Por muito motivos e às vezes involuntariamente, Eco sempre esteve conectado ao seu tempo. O nome da rosa, com seus pastiches e referências eruditas misturadas à uma trama policial excelente, caía como um luva numa época que tentou-se definir como “pós-moderna”. Uma época que voluntariamente tratou em Viagem à irrealidade cotidiana (1983), coleção de ensaios variados que em seus melhores momentos tratava do universo dos simulacros (uma palavra-chave daquela época), a hiperrealidade (outra!) e até o candomblé brasileiro. Seus interesses eram múltiplos e, seu talento, extraordinário o suficiente para dar conta deles.
Considerava-se, não sem galhofa, um jovem escritor. Afinal, publicara o primeiro de seus sete romances aos 48 anos. E tal juventude e frescor se devem, a meu ver, à eleição soberana de um princípio de prazer como guia da criação. E prazer, para ele, era quase sempre associado à erudição em seu melhor sentido, do jogo, do cruzamento de referências e momentos históricos mais diversos. Por isso, cinco deste livros (além de O Nome da rosa, O pêndulo de Foucault (1988), A ilha do dia anterior (1994), Baudolino (2000) e O cemitério de praga (2011)) são, teoricamente pelo menos, romances históricos, mergulhos em universos particulares em que a fabulação nasce das leituras e das pesquisas.

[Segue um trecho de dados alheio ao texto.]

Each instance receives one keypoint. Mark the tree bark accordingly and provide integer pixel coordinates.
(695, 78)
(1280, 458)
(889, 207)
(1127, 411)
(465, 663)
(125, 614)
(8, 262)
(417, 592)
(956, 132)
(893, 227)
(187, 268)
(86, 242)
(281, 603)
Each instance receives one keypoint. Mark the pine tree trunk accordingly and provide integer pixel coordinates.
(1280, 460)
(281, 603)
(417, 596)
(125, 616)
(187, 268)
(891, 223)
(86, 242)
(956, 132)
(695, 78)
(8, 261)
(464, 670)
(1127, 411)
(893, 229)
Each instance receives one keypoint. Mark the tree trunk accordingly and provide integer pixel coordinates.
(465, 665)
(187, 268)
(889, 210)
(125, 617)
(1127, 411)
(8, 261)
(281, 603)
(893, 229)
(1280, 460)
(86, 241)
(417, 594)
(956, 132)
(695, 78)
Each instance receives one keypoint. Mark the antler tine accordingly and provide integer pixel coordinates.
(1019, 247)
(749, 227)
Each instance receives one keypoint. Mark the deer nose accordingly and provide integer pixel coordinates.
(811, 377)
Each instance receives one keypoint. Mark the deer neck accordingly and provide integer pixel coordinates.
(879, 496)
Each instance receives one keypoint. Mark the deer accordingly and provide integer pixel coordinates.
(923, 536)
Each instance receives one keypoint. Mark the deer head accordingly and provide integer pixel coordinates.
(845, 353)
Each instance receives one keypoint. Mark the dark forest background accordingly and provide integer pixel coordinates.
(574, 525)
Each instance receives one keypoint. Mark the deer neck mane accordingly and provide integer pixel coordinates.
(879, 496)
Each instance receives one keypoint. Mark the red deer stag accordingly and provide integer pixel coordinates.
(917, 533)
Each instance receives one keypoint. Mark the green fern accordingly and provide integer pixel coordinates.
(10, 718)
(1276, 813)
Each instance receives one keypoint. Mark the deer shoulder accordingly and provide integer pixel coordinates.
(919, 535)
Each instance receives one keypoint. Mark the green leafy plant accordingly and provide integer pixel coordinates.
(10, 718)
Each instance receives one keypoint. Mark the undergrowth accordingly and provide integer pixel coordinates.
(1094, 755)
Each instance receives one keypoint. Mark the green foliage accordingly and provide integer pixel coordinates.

Em A misteriosa chama da rainha Loana (2004), ele garimpa referências afetivas dos anos 1940, da publicidade aos quadrinhos, para reconstruir a memória de seu personagem principal e, no recente Número Zero (2015), bate pesado, ainda que em tom farsesco, nos variados descalabros do mundo jornalístico de hoje.
Muitas vezes, o engajamento contra a excessiva superficialidade do mundo contemporâneo fez Eco parecer um conservador. Um conservador que de fato era, pelo menos do ponto de vista cultural e quando era precisão insurgir-se contra o barateamento excessivo da arte, da literatura e mesmo do jornalismo. Em Não contem com o fim do livro, resultado da transcrição e edição de diálogos com Jean-Claude Carrière, gasta tempo demais, pelo menos a meu ver, numa defesa incondicional e apaixonada do papel em relação ao digital, ajudando a alimentar uma das polêmicas mais aguadas das últimas décadas. Um ano depois de lançar o livro, admitia em entrevista a Luís Antonio Giron que estava bem satisfeito com um iPad.
Um dos episódios que, para mim, melhor resume o espírito de Umberto Eco está em outra entrevista concedida ao Brasil – a Ubiratan Brasil, do Estado de S. Paulo – no lançamento de Não contem com o fim do livro. O primeiro detalhe vem do repórter, a quem chama a atenção um DVD de Ratatouille no meio de 30 mil livros, muitos deles raros. Depois, na conversa, ele diz que, tendo a honraria de organizar uma exposição no Louvre, um dos grande privilégios foi visitar o museu vazio, fechado. E explica: “Pude tocar a bunda da Vênus de Milo”.
Dr. Umberto e Mr. Eco, como se vê, sempre trabalharam juntos em nome de sua melhor criação, o extraordinário Umberto Eco.